L’éclairage intérieur en voiture la nuit : ce que la législation autorise réellement

Nombreux automobilistes s’interrogent sur la légalité d’utiliser l’éclairage intérieur de leur véhicule lorsqu’ils conduisent la nuit. La réglementation précise-t-elle ce qui est autorisé ou interdit dans ce cas ? Tour d’horizon des règles en vigueur.

Gros plan sur la lumière de plafond intérieure d'une voiture, diffusant une lueur chaleureuse pendant une conduite nocturne.
Image d'illustration. Lumière de plafond intérieure d une voiture — ADN

Tl;dr

  • Aucune interdiction d’allumer la lumière intérieure.
  • L’éclairage ne doit pas gêner d’autres conducteurs.
  • La nuit, vigilance accrue pour la visibilité et la sécurité.

Éclairage intérieur des voitures : que dit la réglementation ?

Le débat revient régulièrement sur les routes françaises, souvent à l’arrière d’un monospace familial. Qui n’a jamais entendu un parent s’emporter contre une lumière allumée dans l’habitacle en pleine nuit ? Pourtant, contrairement aux idées reçues, aucune disposition du Code de la route n’interdit explicitement l’usage de l’éclairage intérieur pendant la conduite. Il existe cependant des nuances à connaître, qui relèvent autant du bon sens que de la législation.

Un flou légal mais une règle de sécurité

Pour être précis, l’article R313-1 du Code de la route ne s’applique pas aux lumières de l’habitacle. Le texte prévoit une seule limite : cette lumière ne doit jamais être « sous réserve qu’il ne soit pas gênant pour les autres conducteurs ».

En clair, il est tout à fait possible d’allumer une liseuse ou le plafonnier tant que cela ne perturbe ni le conducteur lui-même ni les usagers alentour. Les constructeurs automobiles intègrent d’ailleurs aujourd’hui des dispositifs permettant au passager avant d’utiliser sa propre lumière sans incommoder le conducteur.

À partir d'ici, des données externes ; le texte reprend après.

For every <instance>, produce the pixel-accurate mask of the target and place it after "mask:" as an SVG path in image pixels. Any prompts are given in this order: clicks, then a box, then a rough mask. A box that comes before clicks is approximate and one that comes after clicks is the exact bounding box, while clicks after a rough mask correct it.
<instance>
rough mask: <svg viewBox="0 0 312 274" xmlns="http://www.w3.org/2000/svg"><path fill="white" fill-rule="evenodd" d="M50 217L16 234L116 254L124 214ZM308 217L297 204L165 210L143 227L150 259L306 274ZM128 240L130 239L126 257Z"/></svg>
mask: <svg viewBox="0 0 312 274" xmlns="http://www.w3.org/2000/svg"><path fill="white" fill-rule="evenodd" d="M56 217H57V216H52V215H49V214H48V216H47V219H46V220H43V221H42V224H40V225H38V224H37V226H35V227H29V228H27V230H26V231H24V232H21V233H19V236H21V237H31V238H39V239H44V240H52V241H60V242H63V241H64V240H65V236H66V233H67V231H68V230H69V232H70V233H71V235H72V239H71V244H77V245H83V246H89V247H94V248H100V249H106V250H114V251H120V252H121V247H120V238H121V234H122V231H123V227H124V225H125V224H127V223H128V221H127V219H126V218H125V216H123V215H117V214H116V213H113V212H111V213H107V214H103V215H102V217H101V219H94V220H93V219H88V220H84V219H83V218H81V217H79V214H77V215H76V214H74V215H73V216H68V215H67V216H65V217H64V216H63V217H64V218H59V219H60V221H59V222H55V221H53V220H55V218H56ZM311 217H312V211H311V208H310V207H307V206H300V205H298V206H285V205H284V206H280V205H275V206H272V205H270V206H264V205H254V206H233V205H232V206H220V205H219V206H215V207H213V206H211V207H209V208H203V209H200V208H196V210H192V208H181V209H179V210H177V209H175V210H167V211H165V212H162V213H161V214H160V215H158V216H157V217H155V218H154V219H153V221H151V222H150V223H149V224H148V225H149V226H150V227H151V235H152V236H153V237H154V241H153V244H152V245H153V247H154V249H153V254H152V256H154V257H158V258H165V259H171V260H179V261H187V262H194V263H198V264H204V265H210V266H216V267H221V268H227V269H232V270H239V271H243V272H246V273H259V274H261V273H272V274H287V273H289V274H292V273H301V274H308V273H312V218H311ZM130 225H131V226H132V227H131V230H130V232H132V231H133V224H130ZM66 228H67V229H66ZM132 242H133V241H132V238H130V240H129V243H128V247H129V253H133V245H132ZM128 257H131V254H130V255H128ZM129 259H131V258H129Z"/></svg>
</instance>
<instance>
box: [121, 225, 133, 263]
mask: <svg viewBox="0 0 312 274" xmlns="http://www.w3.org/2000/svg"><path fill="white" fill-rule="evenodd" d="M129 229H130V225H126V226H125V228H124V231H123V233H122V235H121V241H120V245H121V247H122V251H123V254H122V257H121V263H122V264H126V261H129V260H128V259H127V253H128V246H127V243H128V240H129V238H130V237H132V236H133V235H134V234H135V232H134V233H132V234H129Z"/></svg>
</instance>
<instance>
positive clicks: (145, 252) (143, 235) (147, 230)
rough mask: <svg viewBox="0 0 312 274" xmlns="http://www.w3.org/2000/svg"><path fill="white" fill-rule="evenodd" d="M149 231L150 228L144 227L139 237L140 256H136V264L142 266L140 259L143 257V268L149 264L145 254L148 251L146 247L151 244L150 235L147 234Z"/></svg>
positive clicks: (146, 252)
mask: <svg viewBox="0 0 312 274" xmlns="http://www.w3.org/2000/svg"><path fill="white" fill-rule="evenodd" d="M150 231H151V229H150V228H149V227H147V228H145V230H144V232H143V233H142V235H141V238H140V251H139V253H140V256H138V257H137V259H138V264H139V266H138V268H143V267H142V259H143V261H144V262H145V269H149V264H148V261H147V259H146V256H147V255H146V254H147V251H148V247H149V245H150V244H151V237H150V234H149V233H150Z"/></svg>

Conduite de nuit : attention à la baisse de vigilance

Mais si la loi est permissive, quelques réalités s’imposent naturellement. La nuit, notre vision s’altère considérablement. Selon la Sécurité routière, l’acuité visuelle baisse dès que l’on quitte les axes éclairés : les couleurs s’estompent, le relief se perd, et l’appréciation des distances devient moins fiable. C’est précisément entre deux et six heures du matin que survient un quart des accidents mortels nocturnes – sept fois plus qu’en journée. L’association redouble donc d’insistance sur ce point : fatigue, somnolence ou alcool peuvent s’ajouter à une vitesse excessive due à un trafic fluide.

Au volant, mieux vaut donc prêter attention à ces facteurs et éviter toute source d’éblouissement supplémentaire à bord.

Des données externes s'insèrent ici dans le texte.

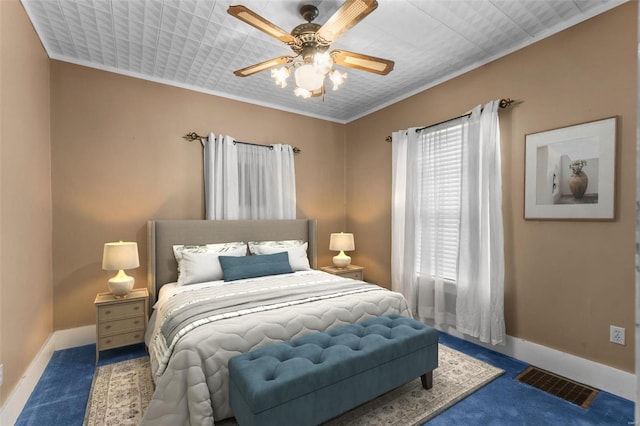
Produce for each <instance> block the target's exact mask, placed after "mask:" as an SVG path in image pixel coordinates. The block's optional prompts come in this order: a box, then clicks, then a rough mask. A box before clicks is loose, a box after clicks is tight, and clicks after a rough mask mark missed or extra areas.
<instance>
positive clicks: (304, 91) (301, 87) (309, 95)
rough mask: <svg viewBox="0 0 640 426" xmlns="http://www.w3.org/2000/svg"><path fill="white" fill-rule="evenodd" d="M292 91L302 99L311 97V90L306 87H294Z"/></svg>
mask: <svg viewBox="0 0 640 426" xmlns="http://www.w3.org/2000/svg"><path fill="white" fill-rule="evenodd" d="M293 93H295V94H296V96H300V97H302V98H304V99H308V98H310V97H311V92H310V91H309V90H307V89H303V88H302V87H296V88H295V89H293Z"/></svg>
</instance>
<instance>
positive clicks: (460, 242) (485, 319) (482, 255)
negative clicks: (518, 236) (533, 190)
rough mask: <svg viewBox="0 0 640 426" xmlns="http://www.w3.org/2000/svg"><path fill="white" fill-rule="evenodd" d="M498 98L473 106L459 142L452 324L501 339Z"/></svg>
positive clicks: (458, 329)
mask: <svg viewBox="0 0 640 426" xmlns="http://www.w3.org/2000/svg"><path fill="white" fill-rule="evenodd" d="M498 106H499V101H493V102H490V103H488V104H487V105H485V106H484V108H482V109H481V108H480V106H477V107H476V108H474V109H473V111H472V113H471V117H470V119H469V141H468V142H467V143H465V144H464V145H463V155H462V196H461V205H460V258H459V265H458V283H457V288H458V297H457V306H456V310H457V313H456V328H457V329H458V330H459V331H461V332H463V333H466V334H469V335H471V336H473V337H477V338H479V339H480V341H482V342H491V343H492V344H494V345H495V344H499V343H504V338H505V324H504V231H503V224H502V174H501V161H500V127H499V120H498Z"/></svg>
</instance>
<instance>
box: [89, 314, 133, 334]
mask: <svg viewBox="0 0 640 426" xmlns="http://www.w3.org/2000/svg"><path fill="white" fill-rule="evenodd" d="M132 330H144V317H143V316H139V317H133V318H125V319H122V320H115V321H106V322H101V323H100V324H99V325H98V335H99V336H106V335H108V334H114V333H121V332H124V331H132Z"/></svg>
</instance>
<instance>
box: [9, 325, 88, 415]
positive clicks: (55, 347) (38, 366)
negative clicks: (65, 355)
mask: <svg viewBox="0 0 640 426" xmlns="http://www.w3.org/2000/svg"><path fill="white" fill-rule="evenodd" d="M95 342H96V326H95V325H89V326H86V327H78V328H72V329H69V330H60V331H54V332H53V333H52V334H50V335H49V337H48V338H47V340H46V341H45V342H44V344H43V345H42V347H41V348H40V351H38V353H37V354H36V356H35V358H34V359H33V361H31V363H30V364H29V367H27V370H26V371H25V373H24V375H23V376H22V377H21V378H20V381H19V382H18V384H17V385H16V387H15V388H14V389H13V390H12V391H11V393H10V394H9V396H8V397H7V399H6V400H5V402H4V404H3V405H2V407H0V425H12V424H15V422H16V421H17V420H18V416H20V413H21V412H22V409H23V408H24V406H25V404H26V403H27V400H28V399H29V397H30V396H31V392H33V389H35V387H36V385H37V384H38V380H40V377H41V376H42V373H43V372H44V369H45V368H46V367H47V364H48V363H49V360H51V356H52V355H53V352H54V351H57V350H60V349H68V348H72V347H75V346H83V345H89V344H91V343H95Z"/></svg>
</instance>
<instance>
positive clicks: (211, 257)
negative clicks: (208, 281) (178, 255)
mask: <svg viewBox="0 0 640 426" xmlns="http://www.w3.org/2000/svg"><path fill="white" fill-rule="evenodd" d="M246 254H247V249H246V246H245V245H242V246H241V247H237V248H236V249H235V250H233V249H226V250H225V251H223V252H210V251H203V252H190V251H183V252H182V253H181V260H180V263H179V269H178V271H179V273H178V285H179V286H181V285H188V284H196V283H203V282H207V281H218V280H221V279H222V278H223V273H222V267H221V266H220V260H219V259H218V257H219V256H245V255H246Z"/></svg>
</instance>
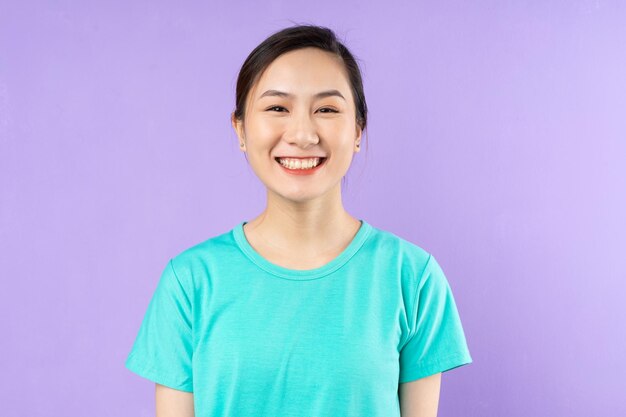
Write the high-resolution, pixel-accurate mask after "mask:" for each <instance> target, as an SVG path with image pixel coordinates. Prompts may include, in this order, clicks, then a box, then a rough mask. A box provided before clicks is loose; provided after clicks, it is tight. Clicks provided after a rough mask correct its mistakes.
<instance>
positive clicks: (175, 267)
mask: <svg viewBox="0 0 626 417" xmlns="http://www.w3.org/2000/svg"><path fill="white" fill-rule="evenodd" d="M234 256H237V245H236V243H235V241H234V238H233V234H232V230H229V231H227V232H223V233H220V234H216V235H213V236H211V237H209V238H208V239H206V240H204V241H202V242H199V243H196V244H194V245H192V246H189V247H187V248H185V249H183V250H182V251H180V252H178V253H177V254H175V255H174V256H173V257H172V258H171V260H170V264H171V266H172V268H173V270H174V272H175V274H176V276H177V277H178V278H179V280H180V281H181V282H182V283H183V285H185V286H186V287H187V288H198V287H199V286H200V285H201V284H202V283H203V282H205V281H206V279H205V278H206V277H207V275H210V274H211V270H212V269H213V268H215V267H216V266H219V265H223V264H224V263H229V262H231V261H232V260H233V257H234Z"/></svg>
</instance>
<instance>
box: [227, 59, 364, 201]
mask: <svg viewBox="0 0 626 417" xmlns="http://www.w3.org/2000/svg"><path fill="white" fill-rule="evenodd" d="M278 92H280V94H279V93H278ZM328 92H330V93H328ZM283 93H285V94H283ZM320 93H322V94H320ZM232 123H233V127H234V128H235V131H236V132H237V136H238V138H239V141H240V142H243V143H244V144H245V147H244V148H242V147H239V148H240V149H241V150H243V151H245V152H247V156H248V160H249V162H250V165H251V166H252V169H253V170H254V172H255V173H256V175H257V176H258V177H259V179H260V180H261V181H262V182H263V183H264V184H265V186H266V187H267V188H268V190H269V191H271V192H274V193H276V194H278V195H280V196H282V197H283V198H286V199H289V200H292V201H298V202H303V201H308V200H312V199H316V198H323V197H324V196H333V197H335V196H336V195H340V192H337V191H340V187H341V179H342V178H343V176H344V175H345V174H346V172H347V171H348V168H349V167H350V164H351V162H352V157H353V155H354V152H358V151H359V148H358V147H357V146H355V145H356V144H357V143H359V142H360V140H361V129H360V128H359V127H358V125H357V123H356V109H355V107H354V99H353V97H352V91H351V88H350V84H349V82H348V79H347V76H346V74H345V69H344V67H343V64H342V63H341V61H340V60H339V58H337V57H335V56H334V55H333V54H331V53H329V52H326V51H322V50H321V49H318V48H303V49H298V50H294V51H290V52H287V53H285V54H283V55H281V56H279V57H278V58H276V59H275V60H274V61H273V62H272V63H271V64H270V65H269V66H268V67H267V69H266V70H265V72H264V73H263V74H262V76H261V78H260V79H259V80H258V82H257V83H256V85H254V86H253V88H252V89H251V90H250V92H249V94H248V98H247V104H246V111H245V123H241V122H239V121H237V120H236V119H234V118H233V120H232ZM279 157H284V158H287V157H293V158H305V157H306V158H308V157H321V158H324V159H322V163H321V164H320V165H319V166H317V167H315V168H313V169H307V170H301V169H297V168H298V167H303V166H309V165H304V162H299V163H295V160H291V161H290V160H282V163H281V162H279V161H278V160H277V158H279ZM301 161H306V160H305V159H301ZM283 164H285V165H287V167H284V166H283ZM290 168H291V169H290ZM331 191H335V192H337V193H336V195H335V194H333V193H332V192H331Z"/></svg>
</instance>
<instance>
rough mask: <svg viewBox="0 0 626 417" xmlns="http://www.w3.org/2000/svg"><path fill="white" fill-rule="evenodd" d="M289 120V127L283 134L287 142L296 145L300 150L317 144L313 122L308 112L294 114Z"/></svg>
mask: <svg viewBox="0 0 626 417" xmlns="http://www.w3.org/2000/svg"><path fill="white" fill-rule="evenodd" d="M290 119H291V120H290V121H289V127H288V129H287V132H285V138H286V140H287V142H289V143H293V144H295V145H298V146H299V147H301V148H307V147H308V146H310V145H314V144H317V143H318V142H319V137H318V136H317V127H316V125H315V121H314V120H313V119H312V117H311V115H310V114H309V113H308V112H306V111H301V112H297V113H296V112H294V115H293V117H291V118H290Z"/></svg>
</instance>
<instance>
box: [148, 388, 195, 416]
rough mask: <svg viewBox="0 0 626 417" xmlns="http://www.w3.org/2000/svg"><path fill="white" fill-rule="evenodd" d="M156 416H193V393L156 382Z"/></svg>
mask: <svg viewBox="0 0 626 417" xmlns="http://www.w3.org/2000/svg"><path fill="white" fill-rule="evenodd" d="M155 396H156V417H195V416H194V410H193V393H192V392H185V391H180V390H177V389H173V388H170V387H166V386H165V385H161V384H156V393H155Z"/></svg>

Mieux voir sans gêner : conseils pratiques

Rappelons enfin quelques recommandations utiles pour les trajets nocturnes :

  • Limiter au maximum l’intensité lumineuse dans l’habitacle.
  • Veiller à orienter la source lumineuse uniquement vers celui qui en a besoin.
  • En cas d’éblouissement par un véhicule arrivant en face, fixer le bord droit de la chaussée jusqu’au croisement.

En résumé : aucune interdiction formelle mais une responsabilité partagée entre parents et enfants… et peut-être une astuce pour préserver le calme familial : pourquoi ne pas équiper votre jeune lecteur nocturne d’une petite lampe frontale, discrète et sans danger pour le conducteur ? Une solution pour rouler serein sous les étoiles.